It takes humanities to be the best

Erik Hoversten

I hate to be crotchety at 22, but let me tell you, administration these days — give them an inch and they’ll take a mile.

In 1996, I came to Ames expecting “Animal House.” By 2000, I’m heading out of “Animal Farm.”

After four years, I’ve come to realize that Iowa State is a well oiled propaganda machine, so subtle that it’s easy not to notice. There are two Iowa States. One which you and I attend and one that is portrayed by the administration.

First of all, there is the slogan “Becoming the Best” and all of the hoopla about being the best land grant university in the nation. This is a noble goal, but we’re a long way from there. It probably isn’t possible unless we were to get a law school or a medical school or both. This isn’t very likely since the University of Iowa already has both.

In this year’s U.S. News and World Report, Iowa State is ranked 32nd among public universities while Iowa is ranked 21st. I would bet the reason is that Iowa is much better in the humanities. So, to improve our status we would have to spend a lot of money building up the humanities. I have never heard anyone in the administration suggest this.

Iowa State could potentially buy premier humanities programs, but the business college is another story. Iowa State’s business program is ranked 67th. Illinois and Wisconsin are tied for 10th, Minnesota is 14th and Iowa is 32nd. Even if the business college is improving, Iowa State is never going to pull the top business students away from neighboring states or Iowa.

That doesn’t stop the university from pumping money into the business college so they can buy a bunch of comfy chairs for second floor Carver. The business college is even getting it’s own new building. Maybe its because business majors have a better chance of becoming rich alumni than historians or cellists do.

The administration is not even attempting to do the things necessary to become the best. Instead it is focusing on becoming the best at making money, which might be a good idea if it didn’t have huge chunks of it riding on the stock market.
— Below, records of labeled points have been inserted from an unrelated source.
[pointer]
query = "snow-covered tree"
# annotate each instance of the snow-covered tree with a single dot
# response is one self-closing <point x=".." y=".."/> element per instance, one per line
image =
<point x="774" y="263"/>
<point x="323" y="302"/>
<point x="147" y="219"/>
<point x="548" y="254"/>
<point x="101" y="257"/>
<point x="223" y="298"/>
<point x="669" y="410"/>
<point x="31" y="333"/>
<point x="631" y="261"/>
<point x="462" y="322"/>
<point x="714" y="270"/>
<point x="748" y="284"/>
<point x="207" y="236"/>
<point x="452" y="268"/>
You can’t even graduate from Iowa State without someone trying to hit you up for $200, $100 or $50.

Even better than the marketing ruse for the benefit of the public is the social control of the students. One of the advantages of running a university is that five years from now there will be very few students that are still here. That makes for short memories.

The shining example of this is Veishea. When I was talking to freshmen about Veishea, I found that they don’t get what was so great about it. Back in 1997, for one weekend Iowa State was the place to be in the Midwest and people came from all over. I was the first to inform several freshmen about the killing that took place that put the Veishea reforms into motion.

For the longest time, I thought that the ISU student population was collectively the least interesting demographic in the world. Now I realize that it is really just the environment.

Listening to my dad’s tales of the Iowa State of the late 1960s, I thought this would be a zany place to be. Somehow a hippie who had long hair and didn’t bathe much got elected GSB president. One night when he was walking home, a bunch of cowboy types jumped him, gave him a bath in the MU fountain, cut his hair and gave him a more mainstream outfit. People bombed construction sites to protest the war.

Then there’s tales of getting marijuana contact highs from walking up the stairs in Ross Hall in the ’70s. In the ’80s there were keg parties on dorm floors, a naked preacher who held services in the arboretum and cocaine all over the place. In the early ’90s there was Veishea mayhem and the nefarious “House of Zed,” Iowa State’s version of Animal House on the corner of Welch and Storms.

Today its hard to believe that things like that ever happened here. Now we have more rules in the residence halls than you can shake a stick at. We are even conditioned to call them “residence halls” because “dormitories” has a negative connotation. Even frat houses are going dry.

I used to park in lot 60 during my Friley days. When I went to look for my car on the weekend, it took two seconds to find it sitting there without a car within 100 feet of it. Everyone leaves town on the weekend.

College is supposed to be a time of excitement, learning and personal growth. “The path of excess leads to the palace of wisdom,” Blake said. But here in Ames the students have been cleverly conditioned to not expect much.

Erik Hoversten is a senior in math from Eagan, Minn.